Cole sat up, his chest heaving. He reached up with his shaking right hand, his fingers fumbling with the heavy brass bolts of his helmet collar. He unlatched the safety seals and pulled the heavy copper dome off his head, letting it clatter onto the metal floor.


He took a deep, desperate breath of the chamber's air.


It was freezing cold, dry, and tasted heavily of ancient, stale industrial lubricants and long-dead plastics—but it was air. It was dry, breathable oxygen.
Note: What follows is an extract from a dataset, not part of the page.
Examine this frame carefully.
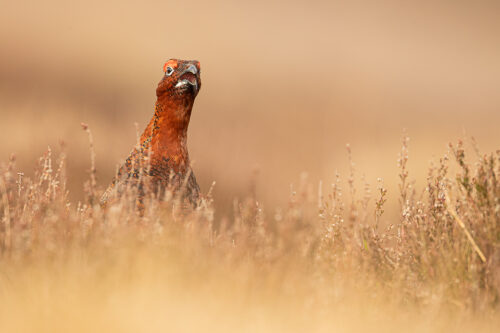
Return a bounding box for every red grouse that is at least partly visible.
[101,59,201,206]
Cole collapsed against the titanium bulkhead, his lungs drawing the stale air in deep, ragged gasps. He lay there in the pitch-black chamber for several minutes, listening to the steady, dripping hiss of his damaged suit and the slow, watery thrum of the ravine outside.


He had survived the descent. He was inside the Sledge-class wreckage, at a depth of one hundred and thirty meters, far below his suit's safe limits. He was alive, but he was trapped in the dark with a paralyzed left hand and no way to return to the surface.


Cole reached into his utility belt, pulling out his waterproof red-light torch. He switched it on, the narrow red beam cutting through the darkness of the chamber.


He was sitting inside the vessel's primary command deck. The room was circular, filled with rows of dead computer terminals, rusted hydraulic steering columns, and thick bundles of copper wiring that hung from the ceiling like dead vines. In the center of the deck sat a massive, high-capacity industrial drone—the Sledge-Class Mining Drone—its heavy titanium chassis covered in layers of dust, its dual hydraulic claw arms locked in a dormant, defensive posture.


Cole dragged himself toward the central console, looking for a manual diagnostic terminal or a way to recharge his suit's dying battery.


As his boots clicked against the metal floor plates, a sudden, low-frequency hum vibrated through the console.


A strange, cold blue light flared from the primary computer terminal, illuminating the dust motes in the air with an eerie, artificial glow.


Cole froze, his heart skipping a beat.


On his left forearm, his modified wrist-pad suddenly vibrated violently, its green screen flickering rapidly before being completely flooded with streams of corrupted, high-density binary data. The letters and numbers scrolled across the display at a terrifying speed, accompanied by a high-pitched, rhythmic electronic tone that echoed inside the silent, dry command deck.


In the center of the blue terminal screen, a single, geometric metallic eye materialized, its digital iris spinning slowly as it locked its gaze directly onto Cole’s wrist-pad.